TopoQA: A Topological Deep Learning-Based Approach for Protein Complex Structure Interface Quality Assessment

Academic Background

The elucidation of protein complex 3D structures is a central topic in modern structural biology, molecular mechanism studies, drug design, and even artificial protein design. The function of a protein is often determined by its structure, and many biological processes involve complex interactions between proteins. Although traditional experimental methods (such as X-ray crystallography, cryo-EM, and NMR) can resolve protein 3D structures, they are time-consuming, costly, and less suitable for high-throughput or large-scale studies. In recent years, data-driven protein structure prediction methods (such as AlphaFold, RoseTTAFold, etc.) have achieved revolutionary breakthroughs, especially reaching experimental-level accuracy for monomeric proteins. However, the accuracy of protein complex structure prediction still lags behind monomer prediction, particularly in complicated systems such as multimers and antibody-antigen complexes, where much room for improvement remains.

In practice, researchers often need to select the most precise model closest to the native structure from a large number of “decoy” candidates generated by machine learning or deep learning models. In such scenarios, the key challenge is how to accurately evaluate and rank the quality of these candidate protein complex structures—namely, the so-called “Estimation of Model Accuracy” (EMA) or “Quality Assessment” (QA)—when the true structure is unknown.
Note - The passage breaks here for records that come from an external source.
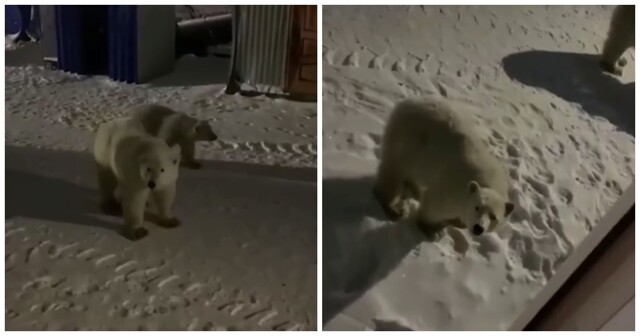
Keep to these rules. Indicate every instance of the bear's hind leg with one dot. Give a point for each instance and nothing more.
(133, 205)
(107, 183)
(163, 200)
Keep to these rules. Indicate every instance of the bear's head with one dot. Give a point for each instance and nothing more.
(159, 166)
(487, 209)
(202, 132)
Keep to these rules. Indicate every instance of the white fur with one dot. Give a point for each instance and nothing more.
(140, 166)
(431, 153)
(175, 128)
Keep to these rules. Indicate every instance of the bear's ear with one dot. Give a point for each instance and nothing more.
(473, 187)
(175, 150)
(508, 208)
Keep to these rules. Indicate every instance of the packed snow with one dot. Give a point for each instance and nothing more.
(245, 255)
(564, 129)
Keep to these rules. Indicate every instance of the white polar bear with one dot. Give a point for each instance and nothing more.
(431, 153)
(621, 36)
(140, 166)
(175, 128)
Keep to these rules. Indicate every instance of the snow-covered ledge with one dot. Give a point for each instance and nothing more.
(595, 312)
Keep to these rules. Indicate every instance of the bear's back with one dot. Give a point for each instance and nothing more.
(447, 150)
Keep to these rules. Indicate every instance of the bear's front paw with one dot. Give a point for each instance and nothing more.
(169, 222)
(111, 207)
(136, 233)
(388, 211)
(611, 68)
(431, 233)
(192, 165)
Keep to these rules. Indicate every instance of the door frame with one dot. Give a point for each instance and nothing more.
(295, 61)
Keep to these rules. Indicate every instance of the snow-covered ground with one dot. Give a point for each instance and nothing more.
(564, 129)
(245, 256)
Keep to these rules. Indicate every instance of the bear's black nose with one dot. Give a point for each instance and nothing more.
(477, 230)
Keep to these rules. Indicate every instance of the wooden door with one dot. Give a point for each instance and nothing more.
(303, 63)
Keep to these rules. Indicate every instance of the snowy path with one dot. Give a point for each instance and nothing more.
(244, 258)
(564, 129)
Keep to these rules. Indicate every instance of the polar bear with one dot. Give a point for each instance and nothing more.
(621, 36)
(436, 168)
(175, 128)
(141, 167)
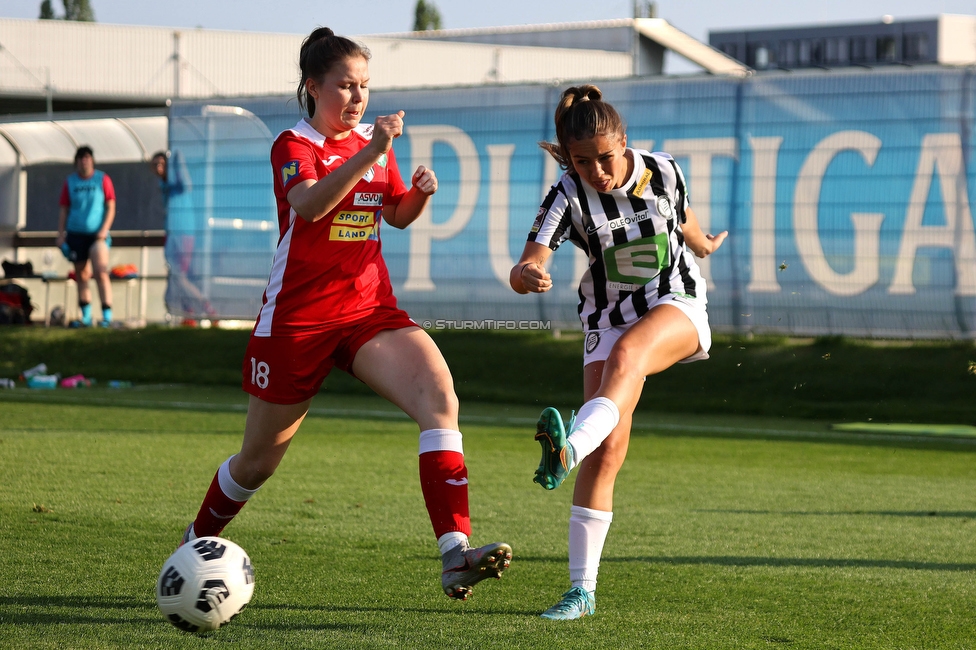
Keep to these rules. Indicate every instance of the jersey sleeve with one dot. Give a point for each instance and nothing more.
(108, 188)
(396, 188)
(293, 161)
(554, 221)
CAPS (Critical Assessment of Structure Prediction) experiments, as the authoritative competition in the field of protein structure prediction, have regarded EMA as an indispensable core part of the structure prediction workflow.
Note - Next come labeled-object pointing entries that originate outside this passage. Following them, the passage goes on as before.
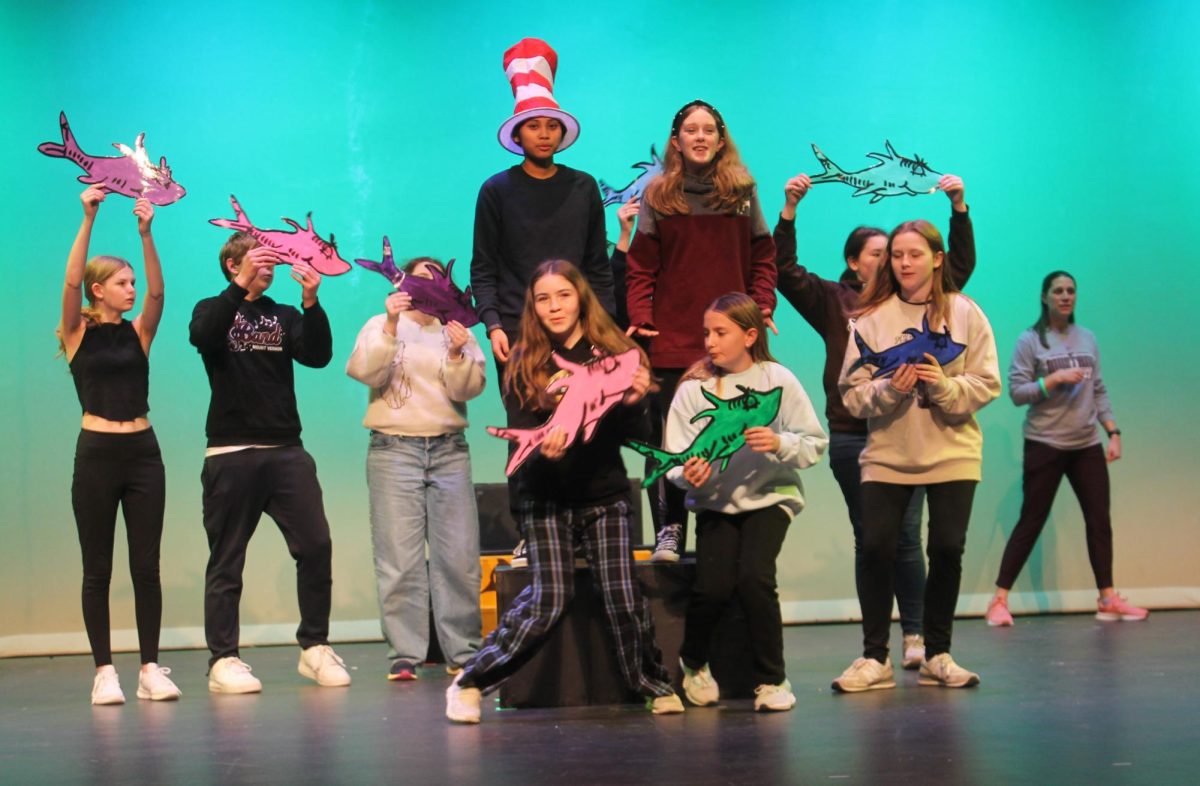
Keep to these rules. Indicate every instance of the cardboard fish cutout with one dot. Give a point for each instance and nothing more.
(589, 390)
(724, 433)
(894, 175)
(130, 174)
(886, 363)
(651, 169)
(299, 244)
(437, 297)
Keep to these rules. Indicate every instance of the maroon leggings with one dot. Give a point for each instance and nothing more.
(1089, 474)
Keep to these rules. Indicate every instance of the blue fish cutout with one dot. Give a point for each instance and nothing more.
(651, 169)
(894, 175)
(940, 345)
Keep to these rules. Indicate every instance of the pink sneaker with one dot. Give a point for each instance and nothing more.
(997, 613)
(1115, 609)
Traditional EMA/QA methods can be roughly divided into three categories: consensus-based, pseudo-single model, and single-model approaches. Consensus methods rely on the similarity between structures in the model pool; pseudo-single model methods generate their own pools for comparison. Both are limited by the quality of the pools and are computationally expensive. In comparison, single-model methods directly judge individual structural features, which are typically further divided into physics/statistical-potential methods and deep learning methods. In recent years, single-model QA based on Graph Neural Networks (GNNs) has demonstrated strong potential for feature extraction and global correlation capture but still struggles to describe high-order topological structure of protein complex interfaces.

To overcome these limitations, emerging algorithms such as Topological Data Analysis (TDA) and Persistent Homology (PH) have gradually been introduced into life science research. PH can detect and quantify high-order topological invariants (e.g., connected components, loops, voids) across multiple scales in complex systems, revealing novel structural features inaccessible to conventional graph models. Integrating GNNs with PH offers the promise of capturing more comprehensive information and achieving better generalization in protein complex quality assessment.

Source and Authors

This paper was co-authored by Bingqing Han, Yipeng Zhang, Longlong Li, Xinqi Gong (corresponding author, Renmin University of China), and Kelin Xia (corresponding author, Nanyang Technological University). It was published in Briefings in Bioinformatics (Volume 26, Issue 2, 2025, Article bbaf083) by Oxford University Press as an open access paper, released in 2025.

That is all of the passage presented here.